Forty percent of information flowing with respect to the Internet of Things is machine-to-machine communication, not machine-to-human. We need to engage that communication by having privacy policies that are machine-readable. If we have that, a consumer can set her smartphone to indicate her privacy choices. She walks into a room, hits the relevant privacy app and that app reads her privacy policies with regard to the connected devices in that room. The app can then make choices about what information can be collected, based on what the consumer’s choices are.

What impact does the European Union have on US privacy policy?

One area where there’s been an effect is the issue of data transfers about European citizens to the US. The EU has concerns about the government collection of data and has implemented a conversation with the US government about what had been known as Safe Harbor, the prior data transfer mechanism. Now they have announced a new data transfer mechanism, which in my view is greatly improved.

At a much broader level, if you look at the laws the Europeans are in the process of implementing – the General Data Protection Regulations – you’ll see a lot of American concepts in that. There’s a Children’s Online Privacy Protection Act provision, a data breach notification provision and privacy by design, which is something the FTC has long been championing and which we borrowed from a brilliant Canadian woman named Ann Cavoukian.

There’s a robust conversation traveling across the Atlantic, with regard to data protection mechanisms and best practices. It’s not just the European thought leaders [who] are influencing the US, which they are. But the US stakeholders are helping to influence and shape what’s happening in Europe.

One of the big questions at the IAPP conference was: What’s the difference between the FTC and the FCC?

The FCC will only be involved with certain types of companies, for example, telcos or ISPs. The FTC does not have jurisdiction over common carriers. When the FCC declared ISPs to be common carriers, it took away our jurisdiction over ISPs. Not that we’ve done a whole lot involving ISPs, but we’ve brought a few important cases, including one still pending.

The FTC has long been involved with privacy and data security. The FTC uses the deception and unfairness authority under the FTC Act, where we proceed against companies engaged in deceptive or unfair acts.

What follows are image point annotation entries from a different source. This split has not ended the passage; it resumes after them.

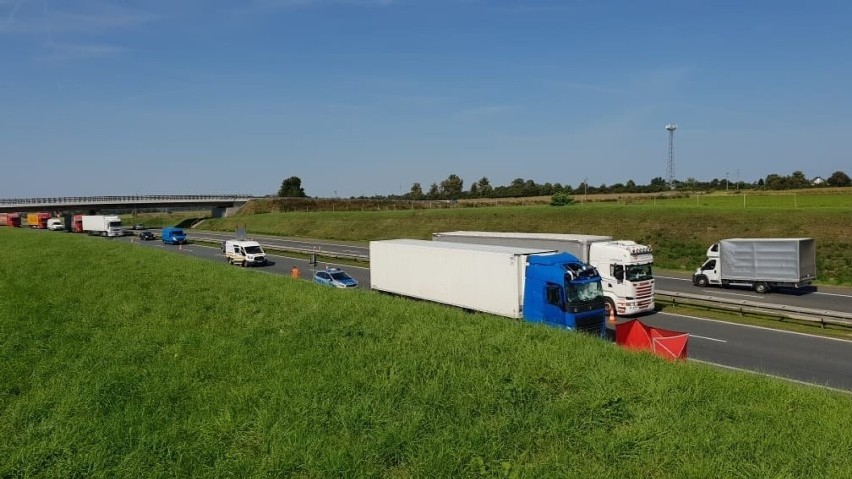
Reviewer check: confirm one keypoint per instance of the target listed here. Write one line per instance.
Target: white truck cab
(245, 253)
(55, 224)
(626, 275)
(713, 251)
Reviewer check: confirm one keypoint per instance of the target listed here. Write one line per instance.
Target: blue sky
(363, 97)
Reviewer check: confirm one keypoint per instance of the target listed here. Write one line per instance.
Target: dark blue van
(173, 235)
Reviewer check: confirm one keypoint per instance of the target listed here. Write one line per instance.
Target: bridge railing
(119, 199)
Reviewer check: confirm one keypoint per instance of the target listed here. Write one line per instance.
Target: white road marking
(709, 339)
(774, 376)
(780, 331)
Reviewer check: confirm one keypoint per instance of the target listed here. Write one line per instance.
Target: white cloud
(94, 18)
(64, 52)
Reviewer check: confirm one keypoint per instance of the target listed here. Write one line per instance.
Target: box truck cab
(625, 266)
(173, 235)
(101, 225)
(38, 220)
(540, 286)
(245, 253)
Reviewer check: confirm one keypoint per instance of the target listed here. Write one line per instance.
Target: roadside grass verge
(122, 361)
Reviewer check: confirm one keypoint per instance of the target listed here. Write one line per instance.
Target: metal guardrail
(821, 316)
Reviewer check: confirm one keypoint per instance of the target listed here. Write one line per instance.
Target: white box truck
(55, 224)
(535, 284)
(625, 267)
(103, 225)
(762, 264)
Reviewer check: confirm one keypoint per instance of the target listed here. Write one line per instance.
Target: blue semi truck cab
(560, 290)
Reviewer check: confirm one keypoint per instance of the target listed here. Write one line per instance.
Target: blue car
(173, 235)
(335, 277)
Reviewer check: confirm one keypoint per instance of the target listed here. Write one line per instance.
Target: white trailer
(759, 263)
(476, 277)
(103, 225)
(625, 267)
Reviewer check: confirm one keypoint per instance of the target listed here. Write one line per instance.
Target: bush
(561, 199)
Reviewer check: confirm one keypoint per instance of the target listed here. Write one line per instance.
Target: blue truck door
(553, 308)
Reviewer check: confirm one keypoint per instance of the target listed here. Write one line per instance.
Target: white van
(245, 253)
(55, 224)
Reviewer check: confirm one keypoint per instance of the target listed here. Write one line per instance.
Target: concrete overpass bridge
(220, 205)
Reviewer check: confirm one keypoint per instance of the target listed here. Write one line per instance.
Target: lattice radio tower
(671, 127)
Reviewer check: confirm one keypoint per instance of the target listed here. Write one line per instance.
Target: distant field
(122, 361)
(677, 229)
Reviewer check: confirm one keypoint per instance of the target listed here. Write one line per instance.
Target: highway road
(828, 298)
(798, 357)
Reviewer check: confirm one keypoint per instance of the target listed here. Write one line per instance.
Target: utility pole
(671, 127)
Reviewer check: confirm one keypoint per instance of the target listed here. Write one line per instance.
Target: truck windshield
(583, 293)
(638, 272)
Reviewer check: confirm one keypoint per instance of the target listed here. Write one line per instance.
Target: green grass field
(123, 361)
(677, 229)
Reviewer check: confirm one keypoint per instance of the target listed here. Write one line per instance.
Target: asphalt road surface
(826, 298)
(798, 357)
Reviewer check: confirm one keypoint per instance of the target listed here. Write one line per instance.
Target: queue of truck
(109, 226)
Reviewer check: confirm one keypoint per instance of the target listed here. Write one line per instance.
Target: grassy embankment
(119, 361)
(680, 230)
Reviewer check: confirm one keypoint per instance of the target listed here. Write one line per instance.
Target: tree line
(453, 188)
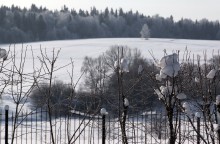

We have the authority to enforce various statues like COPPA (Children’s Online Privacy Protection Act), the FCRA (Fair Credit Reporting Act), certain aspects of the Gramm-Leach-Bliley Act and other laws that touch on privacy, like CAN-SPAM (Controlling the Assault of Non-Solicited Pornography and Marketing Act) and aspects of aspects of HIPAA HITECH (Health Information Technology for Economic and Clinical Health Act). We also have very broad, remedial authority to use the unfair and deceptive acts and practices authority.

The FTC has the authority to obtain redress and to place companies under orders for a long period of time if we so choose. The most important authority we have that the FCC doesn’t is the ability to get redress for consumers.

On the other hand, the FCC has the authority to write rules and seek penalties. We have some penalty authority under the FCRA and COPPA, but we don’t have general civil penalty authority, which the FCC does.

You can see why I’ve said it’s an increasingly complicated landscape.

But there are some instances where the carrier also is a player in online advertising and data – like Verizon, which purchased AOL.

I won’t respond with respect to any particular company, but I’ll talk about the way the agencies have worked together.

The FTC has worked with a lot of different agencies where our jurisdiction has overlapped. The CFPB (Consumer Financial Protection Bureau) has a great deal of jurisdiction involving financial fraud, and we share jurisdiction with them when it comes to credit reporting, debt relief, payday lenders – I could go on.

We’ve created a memorandum of understanding between the two agencies on how we work together and communicate, and it’s working fine. Similarly, with the FCC, we’ve also developed a memorandum of understanding about how we’ll work on cases where we have mutual authority and interests. That’s newer, but it’s also working just fine.